Hearon starting making jewelry in 2004 while she was running Dragonfly Wellness. She would make dragonfly necklaces and give them to her clients after they had completed the program.

She took a break to spend a year in London, working on a blog, The Heart Beet. She endured more heartache there, during the July 7, 2005, terrorist bombings of public transportation, and returned to Columbia the following year.  She became interested in making a heart-knot collection when a friend loaned her the “Ashley Book of Knots” after her breakup. “I just got inspired from that book.”

Hearon started studying Celtic knots, collecting rope from various places – from New York, France and spots around Columbia, including Forest Lake Fabrics and House of Fabrics – to make her creations. After she gets a knot just right, she hand sews it so that it does not slip.  Not all of the hearts come out perfect.  But Hearon said she has noticed the imperfect ones sell the fastest.  “That’s the point,” she said.

As her hobby evolved into a full-time business, Hearon began spending most of her time handcrafting her jewelry and selling it at various boutiques along the East Coast and on her website, theheartknot.com. It can be found locally at Box, Paper, Scissors in Camden or at periodic trunk shows at Cottage & Vine on Forest Drive. Other South Carolina stores that carry the jewelry include Copper Penny in Charleston and Mount Pleasant and Millie’s in Pawley’s Island.

“When I get a big order from a big store, I don’t talk to anybody for three days,” she said.  Hearon currently is working on her fall collection – due out in August – featuring rich shades of gold, terra cotta and fuchsia.  Items sell for $58 for a mini-Heart Knot to $168 for a necklace with thicker cords and richer fabrics.

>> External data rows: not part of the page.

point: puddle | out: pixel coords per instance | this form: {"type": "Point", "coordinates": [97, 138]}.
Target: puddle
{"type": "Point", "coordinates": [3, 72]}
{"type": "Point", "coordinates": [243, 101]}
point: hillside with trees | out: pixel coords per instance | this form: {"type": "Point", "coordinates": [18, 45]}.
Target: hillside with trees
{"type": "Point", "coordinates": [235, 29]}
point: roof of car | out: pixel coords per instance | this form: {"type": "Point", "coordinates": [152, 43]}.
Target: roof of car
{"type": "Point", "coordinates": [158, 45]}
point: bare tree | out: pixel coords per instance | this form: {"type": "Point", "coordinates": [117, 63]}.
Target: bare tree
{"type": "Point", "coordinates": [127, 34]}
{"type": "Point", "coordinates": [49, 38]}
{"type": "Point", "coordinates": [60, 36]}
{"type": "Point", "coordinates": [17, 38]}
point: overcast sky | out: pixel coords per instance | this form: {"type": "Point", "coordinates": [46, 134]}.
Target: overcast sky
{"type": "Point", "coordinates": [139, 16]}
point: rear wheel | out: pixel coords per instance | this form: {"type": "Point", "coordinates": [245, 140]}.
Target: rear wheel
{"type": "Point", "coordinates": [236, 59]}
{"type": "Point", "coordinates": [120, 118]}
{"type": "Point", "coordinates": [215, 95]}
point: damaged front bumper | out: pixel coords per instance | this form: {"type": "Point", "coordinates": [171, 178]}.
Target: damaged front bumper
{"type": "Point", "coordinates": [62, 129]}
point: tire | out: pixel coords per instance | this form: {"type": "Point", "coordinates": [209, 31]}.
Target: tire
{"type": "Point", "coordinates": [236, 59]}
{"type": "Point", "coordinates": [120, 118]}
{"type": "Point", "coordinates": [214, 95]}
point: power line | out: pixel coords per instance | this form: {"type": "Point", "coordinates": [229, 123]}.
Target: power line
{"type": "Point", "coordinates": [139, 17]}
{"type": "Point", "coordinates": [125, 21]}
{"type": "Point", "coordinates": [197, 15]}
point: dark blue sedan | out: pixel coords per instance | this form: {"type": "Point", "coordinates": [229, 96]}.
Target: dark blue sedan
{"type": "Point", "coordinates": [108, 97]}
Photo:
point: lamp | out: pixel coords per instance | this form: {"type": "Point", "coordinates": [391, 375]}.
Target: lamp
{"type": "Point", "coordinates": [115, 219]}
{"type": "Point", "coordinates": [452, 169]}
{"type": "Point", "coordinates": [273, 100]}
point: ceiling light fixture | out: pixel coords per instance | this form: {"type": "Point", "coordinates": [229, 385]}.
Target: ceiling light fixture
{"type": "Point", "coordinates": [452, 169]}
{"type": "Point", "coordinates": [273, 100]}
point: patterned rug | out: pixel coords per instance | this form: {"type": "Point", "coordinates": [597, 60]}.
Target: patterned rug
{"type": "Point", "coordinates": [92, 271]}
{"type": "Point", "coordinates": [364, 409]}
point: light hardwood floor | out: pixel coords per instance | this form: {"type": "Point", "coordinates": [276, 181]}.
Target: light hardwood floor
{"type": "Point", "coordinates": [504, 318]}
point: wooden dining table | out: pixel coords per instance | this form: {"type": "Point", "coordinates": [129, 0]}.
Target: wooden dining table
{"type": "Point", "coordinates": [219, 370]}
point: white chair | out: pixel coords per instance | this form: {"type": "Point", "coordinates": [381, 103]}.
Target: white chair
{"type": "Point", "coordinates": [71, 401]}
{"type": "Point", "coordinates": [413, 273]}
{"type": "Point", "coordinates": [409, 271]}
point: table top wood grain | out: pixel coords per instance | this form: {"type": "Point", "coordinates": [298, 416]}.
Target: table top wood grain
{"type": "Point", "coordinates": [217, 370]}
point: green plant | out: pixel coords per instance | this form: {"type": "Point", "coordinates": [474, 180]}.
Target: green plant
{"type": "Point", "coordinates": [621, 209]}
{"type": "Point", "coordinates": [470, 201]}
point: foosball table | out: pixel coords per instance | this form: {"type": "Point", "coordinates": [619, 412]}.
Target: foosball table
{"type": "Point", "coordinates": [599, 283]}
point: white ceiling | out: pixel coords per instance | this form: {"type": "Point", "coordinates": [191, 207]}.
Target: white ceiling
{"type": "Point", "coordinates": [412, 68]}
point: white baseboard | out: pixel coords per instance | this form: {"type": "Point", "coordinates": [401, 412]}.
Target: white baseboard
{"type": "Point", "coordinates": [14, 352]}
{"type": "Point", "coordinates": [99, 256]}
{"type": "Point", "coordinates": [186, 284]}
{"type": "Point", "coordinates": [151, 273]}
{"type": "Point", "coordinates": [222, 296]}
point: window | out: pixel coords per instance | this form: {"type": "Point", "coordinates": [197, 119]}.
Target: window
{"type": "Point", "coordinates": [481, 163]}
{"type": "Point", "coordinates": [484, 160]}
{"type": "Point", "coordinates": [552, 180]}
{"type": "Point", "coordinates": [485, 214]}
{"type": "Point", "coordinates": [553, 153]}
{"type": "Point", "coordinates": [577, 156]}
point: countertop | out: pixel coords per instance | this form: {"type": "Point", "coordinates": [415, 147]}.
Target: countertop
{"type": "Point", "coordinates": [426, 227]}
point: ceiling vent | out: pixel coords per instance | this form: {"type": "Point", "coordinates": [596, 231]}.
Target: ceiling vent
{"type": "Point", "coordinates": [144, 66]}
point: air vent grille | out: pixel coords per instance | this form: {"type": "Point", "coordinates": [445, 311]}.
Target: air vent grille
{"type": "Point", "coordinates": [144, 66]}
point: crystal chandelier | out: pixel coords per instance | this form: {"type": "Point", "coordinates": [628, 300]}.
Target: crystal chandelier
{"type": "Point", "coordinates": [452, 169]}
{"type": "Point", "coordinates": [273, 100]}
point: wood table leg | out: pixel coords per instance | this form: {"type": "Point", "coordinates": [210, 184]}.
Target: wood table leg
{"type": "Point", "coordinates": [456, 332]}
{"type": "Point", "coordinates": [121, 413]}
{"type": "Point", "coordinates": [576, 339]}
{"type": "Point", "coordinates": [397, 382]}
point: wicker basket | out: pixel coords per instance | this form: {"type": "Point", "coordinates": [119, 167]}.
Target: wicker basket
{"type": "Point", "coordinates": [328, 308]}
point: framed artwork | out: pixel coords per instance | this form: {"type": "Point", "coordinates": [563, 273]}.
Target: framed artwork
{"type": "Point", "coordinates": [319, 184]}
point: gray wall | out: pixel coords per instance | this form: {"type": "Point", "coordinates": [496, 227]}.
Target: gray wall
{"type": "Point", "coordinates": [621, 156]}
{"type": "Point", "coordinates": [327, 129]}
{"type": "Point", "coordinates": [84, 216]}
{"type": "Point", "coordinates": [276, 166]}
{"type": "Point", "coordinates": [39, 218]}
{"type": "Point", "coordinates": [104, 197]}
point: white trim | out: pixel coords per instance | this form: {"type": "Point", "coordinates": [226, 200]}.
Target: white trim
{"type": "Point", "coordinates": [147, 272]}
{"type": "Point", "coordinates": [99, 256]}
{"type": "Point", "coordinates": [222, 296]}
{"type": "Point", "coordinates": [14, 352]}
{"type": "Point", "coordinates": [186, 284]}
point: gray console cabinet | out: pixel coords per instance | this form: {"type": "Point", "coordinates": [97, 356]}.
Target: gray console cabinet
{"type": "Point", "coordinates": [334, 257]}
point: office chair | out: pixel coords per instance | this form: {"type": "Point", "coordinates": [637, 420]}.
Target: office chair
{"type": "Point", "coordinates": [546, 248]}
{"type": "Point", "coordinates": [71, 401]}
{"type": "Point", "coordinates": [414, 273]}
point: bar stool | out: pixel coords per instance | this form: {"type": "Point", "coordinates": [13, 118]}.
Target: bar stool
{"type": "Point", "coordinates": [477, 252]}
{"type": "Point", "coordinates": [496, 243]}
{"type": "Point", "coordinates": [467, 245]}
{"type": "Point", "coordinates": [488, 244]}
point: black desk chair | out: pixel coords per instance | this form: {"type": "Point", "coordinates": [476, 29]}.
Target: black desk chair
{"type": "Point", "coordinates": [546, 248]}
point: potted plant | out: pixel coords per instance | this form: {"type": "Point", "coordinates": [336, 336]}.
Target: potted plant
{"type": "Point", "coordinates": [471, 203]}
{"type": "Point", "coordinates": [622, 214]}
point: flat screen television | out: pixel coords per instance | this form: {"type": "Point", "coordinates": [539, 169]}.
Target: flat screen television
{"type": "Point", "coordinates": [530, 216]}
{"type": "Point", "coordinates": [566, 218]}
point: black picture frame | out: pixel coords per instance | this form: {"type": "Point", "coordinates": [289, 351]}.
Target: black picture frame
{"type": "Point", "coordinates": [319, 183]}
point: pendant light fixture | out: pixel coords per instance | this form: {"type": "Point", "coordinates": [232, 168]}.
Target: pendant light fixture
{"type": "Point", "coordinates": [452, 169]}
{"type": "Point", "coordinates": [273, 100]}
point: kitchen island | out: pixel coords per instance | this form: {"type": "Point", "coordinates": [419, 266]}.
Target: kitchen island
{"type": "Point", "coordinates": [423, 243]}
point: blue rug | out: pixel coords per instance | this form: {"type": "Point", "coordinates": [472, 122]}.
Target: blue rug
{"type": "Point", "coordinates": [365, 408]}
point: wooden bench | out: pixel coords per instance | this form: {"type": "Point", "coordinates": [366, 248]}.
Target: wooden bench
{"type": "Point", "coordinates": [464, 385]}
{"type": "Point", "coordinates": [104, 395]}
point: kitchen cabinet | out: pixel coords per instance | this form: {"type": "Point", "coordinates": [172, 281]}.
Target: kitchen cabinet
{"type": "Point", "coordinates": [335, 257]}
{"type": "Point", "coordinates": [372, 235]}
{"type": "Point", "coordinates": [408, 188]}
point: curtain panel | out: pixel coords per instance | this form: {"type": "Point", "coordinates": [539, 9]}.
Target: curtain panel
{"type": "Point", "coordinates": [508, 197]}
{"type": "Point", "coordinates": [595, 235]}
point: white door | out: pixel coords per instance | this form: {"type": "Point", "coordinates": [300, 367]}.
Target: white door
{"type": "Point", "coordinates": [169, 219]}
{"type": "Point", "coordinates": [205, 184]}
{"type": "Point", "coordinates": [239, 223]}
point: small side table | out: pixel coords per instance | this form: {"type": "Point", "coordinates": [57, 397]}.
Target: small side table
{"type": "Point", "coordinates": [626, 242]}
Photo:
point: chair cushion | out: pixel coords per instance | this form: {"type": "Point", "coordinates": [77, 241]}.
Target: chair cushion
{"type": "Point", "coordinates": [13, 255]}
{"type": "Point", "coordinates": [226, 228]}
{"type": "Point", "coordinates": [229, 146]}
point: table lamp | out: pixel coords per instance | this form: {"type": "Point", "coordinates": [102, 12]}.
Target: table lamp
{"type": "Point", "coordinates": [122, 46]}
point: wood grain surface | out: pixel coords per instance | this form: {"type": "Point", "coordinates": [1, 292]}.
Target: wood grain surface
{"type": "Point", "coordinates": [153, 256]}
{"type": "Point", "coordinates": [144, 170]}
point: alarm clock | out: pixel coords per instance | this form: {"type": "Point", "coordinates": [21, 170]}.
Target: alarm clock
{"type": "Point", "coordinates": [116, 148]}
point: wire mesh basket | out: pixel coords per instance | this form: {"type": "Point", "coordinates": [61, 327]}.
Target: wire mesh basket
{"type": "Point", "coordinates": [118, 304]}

She also recently developed a clay polymer line. She uses patterns she finds on everyday items, such as antique silver, and presses them into the jewelry before setting it. And she has been creating a limited line of tunics and dresses, some of which feature cords to match her jewelry.

Hearon said her creative side always was simmering below the surface even as she worked in other arenas. Still, she could not have imagined in 2001 that she would be where she is today.  “But it makes so much sense,” she said. She always had loved fashion, but if she had entered the fashion world in New York City, she fears she would have been “lost in the shuffle.”

Hearon, who comes from a family of doctors, said she finally has found her niche and her way to contribute to the world. “I was just trying to figure out the part of me that was the healer,” she said.  Those who go through pain and suffering and then healing, eventually, can use their experiences to help other people heal”, she said.

“I really think that is what the Heart Knot is for.”